Indeed the assembly produced by the compiler matches for example the
mappings at https://www.cl.cam.ac.uk/~pes20/cpp/cpp0xmappings.html.  A
small testcase is as follows:

  int ctx_notify_me;
  int bh_scheduled;

  int x()
  {
      int one = 1;
      int ret;
      __atomic_store(&bh_scheduled, &one, __ATOMIC_RELEASE);     // x1
      __atomic_thread_fence(__ATOMIC_SEQ_CST);                   // x2
      __atomic_load(&ctx_notify_me, &ret, __ATOMIC_RELAXED);     // x3
      return ret;
  }

  int y()
  {
      int ret;
      __atomic_fetch_add(&ctx_notify_me, 2, __ATOMIC_SEQ_CST);  // y1
      __atomic_load(&bh_scheduled, &ret, __ATOMIC_RELAXED);     // y2
      return ret;
  }

Here y (which is aio_poll) wants to order the write to ctx->notify_me
before reads of bh->scheduled.  However, the processor can speculate the
load of bh->scheduled between the load-acquire and store-release of
ctx->notify_me.  So you can have something like:

 thread 0 (y)                          thread 1 (x)
 -----------------------------------   -----------------------------
 y1: load-acq ctx->notify_me
 y2: load-rlx bh->scheduled
                                       x1: store-rel bh->scheduled <-- 1
                                       x2: memory barrier
                                       x3: load-rlx ctx->notify_me
 y1: store-rel ctx->notify_me <-- 2

Being very puzzled, I tried to put this into cppmem:

  int main() {
    atomic_int ctx_notify_me = 0;
    atomic_int bh_scheduled = 0;
    {{{ {
          bh_scheduled.store(1, mo_release);
          atomic_thread_fence(mo_seq_cst);
          // must be zero since the bug report shows no notification
          ctx_notify_me.load(mo_relaxed).readsvalue(0);
        }
    ||| {
          ctx_notify_me.store(2, mo_seq_cst);
          r2=bh_scheduled.load(mo_relaxed);
        }
    }}};
    return 0;
  }

and much to my surprise, the tool said r2 *can* be 0.  Same if I put a
CAS like

        cas_strong_explicit(ctx_notify_me.readsvalue(0), 0, 2,
                            mo_seq_cst, mo_seq_cst);

which resembles the code in the test case a bit more.

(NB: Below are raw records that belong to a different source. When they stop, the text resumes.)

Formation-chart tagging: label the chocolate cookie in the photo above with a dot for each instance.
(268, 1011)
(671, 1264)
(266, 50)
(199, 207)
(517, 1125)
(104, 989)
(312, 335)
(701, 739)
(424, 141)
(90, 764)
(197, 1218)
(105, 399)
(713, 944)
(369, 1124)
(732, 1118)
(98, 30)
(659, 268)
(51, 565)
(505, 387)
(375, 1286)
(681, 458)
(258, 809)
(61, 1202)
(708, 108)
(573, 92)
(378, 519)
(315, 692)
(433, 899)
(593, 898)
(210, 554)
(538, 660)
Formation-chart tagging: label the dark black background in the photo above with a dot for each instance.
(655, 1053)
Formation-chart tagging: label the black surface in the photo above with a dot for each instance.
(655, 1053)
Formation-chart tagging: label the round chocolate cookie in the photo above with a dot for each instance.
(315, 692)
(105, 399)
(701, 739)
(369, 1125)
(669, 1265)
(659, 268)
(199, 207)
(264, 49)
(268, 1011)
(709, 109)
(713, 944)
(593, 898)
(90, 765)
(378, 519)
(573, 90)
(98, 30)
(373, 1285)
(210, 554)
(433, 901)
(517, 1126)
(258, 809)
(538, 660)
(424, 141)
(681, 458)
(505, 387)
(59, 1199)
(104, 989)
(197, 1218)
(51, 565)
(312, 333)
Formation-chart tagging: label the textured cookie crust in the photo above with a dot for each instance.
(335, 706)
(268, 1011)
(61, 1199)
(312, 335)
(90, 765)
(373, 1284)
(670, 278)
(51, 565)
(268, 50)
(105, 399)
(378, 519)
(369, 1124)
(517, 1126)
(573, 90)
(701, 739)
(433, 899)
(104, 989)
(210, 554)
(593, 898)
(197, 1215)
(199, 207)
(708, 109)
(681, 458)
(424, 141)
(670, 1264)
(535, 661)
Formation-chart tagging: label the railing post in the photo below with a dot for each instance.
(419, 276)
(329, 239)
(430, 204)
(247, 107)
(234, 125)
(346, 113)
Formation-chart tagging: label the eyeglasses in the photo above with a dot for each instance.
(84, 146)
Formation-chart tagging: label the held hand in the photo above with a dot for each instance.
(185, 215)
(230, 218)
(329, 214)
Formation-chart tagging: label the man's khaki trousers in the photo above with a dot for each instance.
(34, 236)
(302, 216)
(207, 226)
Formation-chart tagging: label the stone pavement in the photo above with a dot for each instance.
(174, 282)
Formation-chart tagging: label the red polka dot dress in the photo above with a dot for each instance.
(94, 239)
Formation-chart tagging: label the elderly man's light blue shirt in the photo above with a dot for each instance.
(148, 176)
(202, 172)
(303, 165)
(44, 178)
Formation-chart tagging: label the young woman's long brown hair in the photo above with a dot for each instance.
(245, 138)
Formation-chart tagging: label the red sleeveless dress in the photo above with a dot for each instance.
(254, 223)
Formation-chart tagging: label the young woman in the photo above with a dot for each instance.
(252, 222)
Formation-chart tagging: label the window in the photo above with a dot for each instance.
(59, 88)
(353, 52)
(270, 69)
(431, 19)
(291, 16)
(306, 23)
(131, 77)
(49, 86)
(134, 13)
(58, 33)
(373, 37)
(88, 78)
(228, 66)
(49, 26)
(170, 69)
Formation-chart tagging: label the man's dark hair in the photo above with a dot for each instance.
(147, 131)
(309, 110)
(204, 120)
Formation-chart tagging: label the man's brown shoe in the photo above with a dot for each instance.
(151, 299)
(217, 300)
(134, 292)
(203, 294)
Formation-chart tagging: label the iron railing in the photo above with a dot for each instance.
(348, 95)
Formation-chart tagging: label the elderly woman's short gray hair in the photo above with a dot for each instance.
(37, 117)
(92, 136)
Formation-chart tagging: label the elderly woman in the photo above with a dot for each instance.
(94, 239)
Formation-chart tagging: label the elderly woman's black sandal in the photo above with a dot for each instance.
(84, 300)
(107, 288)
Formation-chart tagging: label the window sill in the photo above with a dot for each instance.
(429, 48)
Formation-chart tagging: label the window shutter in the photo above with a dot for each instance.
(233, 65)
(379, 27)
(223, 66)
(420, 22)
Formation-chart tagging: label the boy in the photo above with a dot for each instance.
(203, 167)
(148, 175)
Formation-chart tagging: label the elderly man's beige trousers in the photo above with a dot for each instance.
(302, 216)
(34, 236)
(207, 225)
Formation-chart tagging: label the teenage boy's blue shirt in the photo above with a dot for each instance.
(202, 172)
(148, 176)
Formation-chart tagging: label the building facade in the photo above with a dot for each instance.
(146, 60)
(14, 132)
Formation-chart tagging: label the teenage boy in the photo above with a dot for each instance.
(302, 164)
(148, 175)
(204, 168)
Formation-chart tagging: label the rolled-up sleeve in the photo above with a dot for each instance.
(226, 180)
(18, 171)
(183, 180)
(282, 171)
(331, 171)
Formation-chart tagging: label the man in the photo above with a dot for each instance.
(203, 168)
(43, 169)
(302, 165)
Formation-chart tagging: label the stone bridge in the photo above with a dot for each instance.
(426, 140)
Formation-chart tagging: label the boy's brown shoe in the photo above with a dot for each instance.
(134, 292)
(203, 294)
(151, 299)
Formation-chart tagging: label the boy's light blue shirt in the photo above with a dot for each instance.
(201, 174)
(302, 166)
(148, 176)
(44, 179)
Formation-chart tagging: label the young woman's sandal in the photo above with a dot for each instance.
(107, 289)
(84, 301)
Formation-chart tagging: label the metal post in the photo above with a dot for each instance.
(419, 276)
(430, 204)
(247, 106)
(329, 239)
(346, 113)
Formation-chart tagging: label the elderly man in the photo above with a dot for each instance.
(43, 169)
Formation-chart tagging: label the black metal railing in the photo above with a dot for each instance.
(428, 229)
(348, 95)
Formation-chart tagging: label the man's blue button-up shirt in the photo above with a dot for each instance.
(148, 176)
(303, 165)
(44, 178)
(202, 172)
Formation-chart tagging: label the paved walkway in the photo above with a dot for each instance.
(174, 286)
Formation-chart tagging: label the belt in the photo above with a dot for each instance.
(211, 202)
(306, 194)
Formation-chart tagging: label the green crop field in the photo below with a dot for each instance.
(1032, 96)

I then found a discussion about using the C11 memory model in Linux
(https://gcc.gnu.org/ml/gcc/2014-02/msg00058.html) which contains the
following statement, which is a bit disheartening even though it is
about a different test:

   My first gut feeling was that the assertion should never fire, but
   that was wrong because (as I seem to usually forget) the seq-cst
   total order is just a constraint but doesn't itself contribute
   to synchronizes-with -- but this is different for seq-cst fences.

and later in the thread:

   Use of C11 atomics to implement Linux kernel atomic operations
   requires knowledge of the underlying architecture and the compiler's
   implementation, as was noted earlier in this thread.

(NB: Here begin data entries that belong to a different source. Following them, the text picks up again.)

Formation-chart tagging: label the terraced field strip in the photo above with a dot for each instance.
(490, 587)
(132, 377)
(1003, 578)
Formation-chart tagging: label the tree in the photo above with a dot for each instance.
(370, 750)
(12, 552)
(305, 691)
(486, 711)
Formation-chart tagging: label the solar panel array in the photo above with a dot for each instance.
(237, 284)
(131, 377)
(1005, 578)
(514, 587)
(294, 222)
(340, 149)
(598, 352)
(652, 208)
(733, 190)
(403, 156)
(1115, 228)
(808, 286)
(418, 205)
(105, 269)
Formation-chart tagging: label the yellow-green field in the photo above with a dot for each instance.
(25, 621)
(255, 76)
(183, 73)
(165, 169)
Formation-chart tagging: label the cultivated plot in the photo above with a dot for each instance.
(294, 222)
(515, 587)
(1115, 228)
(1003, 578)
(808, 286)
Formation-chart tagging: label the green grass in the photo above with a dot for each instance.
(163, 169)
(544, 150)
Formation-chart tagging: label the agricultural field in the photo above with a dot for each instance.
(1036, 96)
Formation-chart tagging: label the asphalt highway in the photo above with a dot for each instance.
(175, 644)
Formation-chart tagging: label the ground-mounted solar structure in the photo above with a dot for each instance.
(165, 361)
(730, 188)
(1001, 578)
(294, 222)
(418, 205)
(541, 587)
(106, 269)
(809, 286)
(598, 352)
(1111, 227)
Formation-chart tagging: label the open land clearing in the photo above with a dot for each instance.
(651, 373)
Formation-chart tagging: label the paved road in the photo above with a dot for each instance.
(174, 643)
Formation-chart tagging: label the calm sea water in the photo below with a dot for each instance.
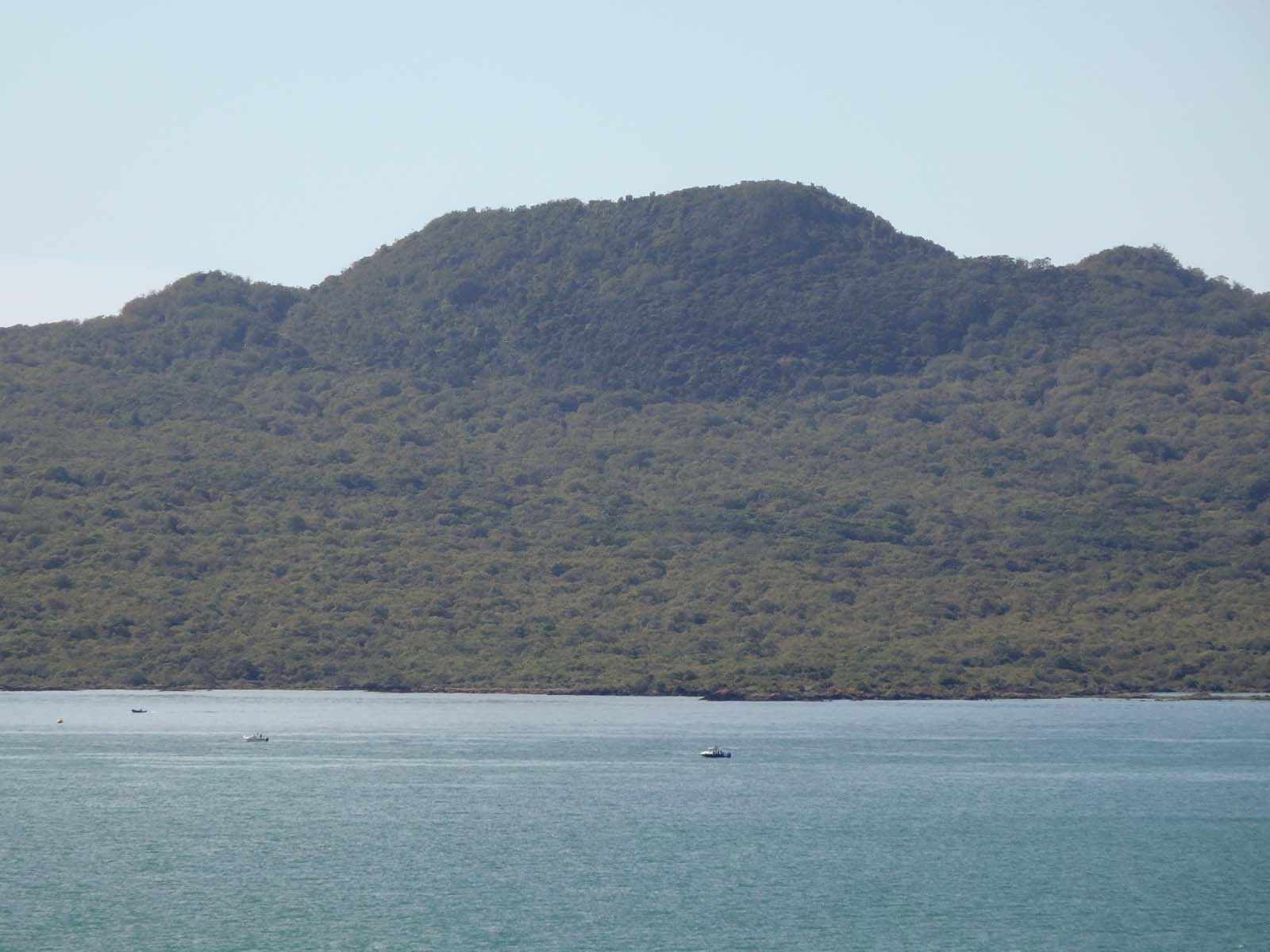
(493, 822)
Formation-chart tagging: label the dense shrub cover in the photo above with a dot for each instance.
(734, 440)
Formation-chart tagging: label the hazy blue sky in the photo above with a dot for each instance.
(283, 141)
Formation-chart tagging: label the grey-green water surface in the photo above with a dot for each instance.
(376, 822)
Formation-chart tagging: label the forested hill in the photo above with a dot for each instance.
(730, 440)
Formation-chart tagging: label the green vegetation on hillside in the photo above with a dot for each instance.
(745, 440)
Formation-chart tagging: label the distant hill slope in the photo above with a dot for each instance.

Indeed if I add an atomic_thread_fence I get only one valid execution,
where r2 must be 1.  This is similar to GCC's bug
https://gcc.gnu.org/bugzilla/show_bug.cgi?id=65697, and we can fix it in
QEMU by using __sync_fetch_and_add; in fact cppmem also shows one valid
execution if the store is replaced with something like GCC's assembly
for __sync_fetch_and_add (or Linux's assembly for atomic_add_return):

        cas_strong_explicit(ctx_notify_me.readsvalue(0), 0, 2,
                            mo_release, mo_release);
        atomic_thread_fence(mo_seq_cst);

So we should:

1) understand why ATOMIC_SEQ_CST is not enough in this case.  QEMU code
seems to be making the same assumptions as Linux about the memory model,
and this is wrong because QEMU uses C11 atomics if available.
Fortunately, this kind of synchronization in QEMU is relatively rare and
only this particular bit seems affected.  If there is a fix which stays
within the C11 memory model, and does not pessimize code on x86, we can
use it[1] and document the pitfall.

2) if there's no way to fix the bug, qemu/atomic.h needs to switch to
__sync_fetch_and_add and friends.  And again, in this case the
difference between the C11 and Linux/QEMU memory models must be documented.

Torvald, Will, help me please... :((

Paolo

[1] as would be the case if fetch_add was implemented as
fetch_add(RELEASE)+thread_fence(SEQ_CST).